A Moda e a Cidade: Juliana de Faria

Helena Tarozzo - O Estado de S.Paulo

A jornalista e ativista fala sobre a relação da moda com a mulher na cidade em São Paulo

Juliana de Faria, responsável pelo think tank "Think Olga" e pela campanha "Chega de Fiu Fiu"

Juliana de Faria, responsável pelo think tank "Think Olga" e pela campanha "Chega de Fiu Fiu" Foto: Divulgação

Idealizadora do blog “Think Olga” e da campanha “Chega de Fiu Fiu”, que luta contra o assédio sexual de mulheres em lugares públicos, a jornalista Juliana de Faria abraçou causas feministas e vem levantando questões pouco discutidas hoje no Brasil. Isso inclui moda, claro. Mais precisamente, a antropologia da moda, e como as mulheres se vestem - ou gostariam de se vestir nas ruas livremente. Além disso ela acaba de lançar no Catarse, uma plataforma de crowdfunding para arrecadar fundos, o documentário “Chega de Fiu Fiu”, no qual ela pretende viajar o Brasil, mapeando cidades e contando histórias de mulheres que já sofreram abusos. Nesse “A Moda e a Cidade”, Juliana fala sobre como a moda é um meio de expressão e como ela pode refletir a independência que a mulher possui sobre seu próprio corpo.
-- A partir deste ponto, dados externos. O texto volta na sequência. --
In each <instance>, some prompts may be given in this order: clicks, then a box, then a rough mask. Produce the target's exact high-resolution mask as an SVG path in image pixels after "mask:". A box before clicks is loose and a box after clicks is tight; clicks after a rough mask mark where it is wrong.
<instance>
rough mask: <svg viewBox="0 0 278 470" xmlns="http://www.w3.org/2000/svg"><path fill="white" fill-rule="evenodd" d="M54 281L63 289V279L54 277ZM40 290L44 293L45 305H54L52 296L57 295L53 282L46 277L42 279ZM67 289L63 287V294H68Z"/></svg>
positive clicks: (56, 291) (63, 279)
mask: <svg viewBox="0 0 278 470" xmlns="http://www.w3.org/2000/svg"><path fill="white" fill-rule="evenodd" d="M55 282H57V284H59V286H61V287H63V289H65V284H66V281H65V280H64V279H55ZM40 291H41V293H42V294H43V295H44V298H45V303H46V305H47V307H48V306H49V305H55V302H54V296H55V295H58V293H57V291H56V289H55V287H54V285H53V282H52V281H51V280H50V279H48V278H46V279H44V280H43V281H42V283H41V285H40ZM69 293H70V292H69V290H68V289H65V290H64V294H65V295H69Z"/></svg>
Como você acha que a moda reflete a liberdade que as mulheres sentem de andar nas ruas?

Acho que a moda sempre foi revolucionária, principalmente se falamos da minissaia, que veio junto com a revolução sexual, dando fim aos espartilhos e deixando as mulheres serem donas de seu próprio corpo. Mas a sociedade não entendeu até agora que a mulher quer se vestir talvez um pouco mais sexy para si mesma e não por que quer ser olhada e levar cantada na rua. Ou por que está com calor e quer por um vestido no lugar de uma calça. O que é complicado. É a mentalidade que tem que mudar e a moda pode ajudar nisso. 

E você acha que a campanha “Chega de Fiu Fiu” fez com que as mulheres mudassem a forma de se vestir?

Sim, muito. Já recebi comentário e depoimento de leitoras do site que não conseguiam usar uma saia ou até mesmo passar batom vermelho para andar no transporte público por que achavam que isso ia chamar atenção demais. Mas hoje já estão mais seguras e sustentam as suas escolhas.

Você morou em Berlim durante um ano e meio e faz quase um ano que está de volta a São Paulo. Acha que moda das mulheres mudou nesse tempo?

Senti que a moda se tornou mais prática, mais desencanada. Com mulheres usando mais tênis, sem sentir a obrigação de estarem impecáveis o tempo todo ou então sofrendo para andar de salto para cima e para baixo. E outra coisa é que tem muito mais bicicleta na rua e com isso o estilo das pessoas muda também. Existe até uma marca de roupa que se chama Velô, que cria roupas de esporte mas com mais cara de escritório, que é ótimo para se usar aqui.

Você gosta de moda e se veste bem, tem alguma loja favorita em São Paulo?

Gosto muito das coisas da Flavia Aranha, que tem um ateliê na Vila Madalena, e é uma estilista que se preocupa com a roupa que faz desde o fio à tinta para dar cor ao tecido. São roupas contemporâneas e frescas que combinam com São Paulo. Ultimamente tenho procurado comprar coisas e saber a procedência, saber quem fez a peça que estou usando.

E de sapatos?

Adoro os da Luisa Perea, também na Vila Madalena, que também tem essa pegada mais artesanal, mas muito moderna.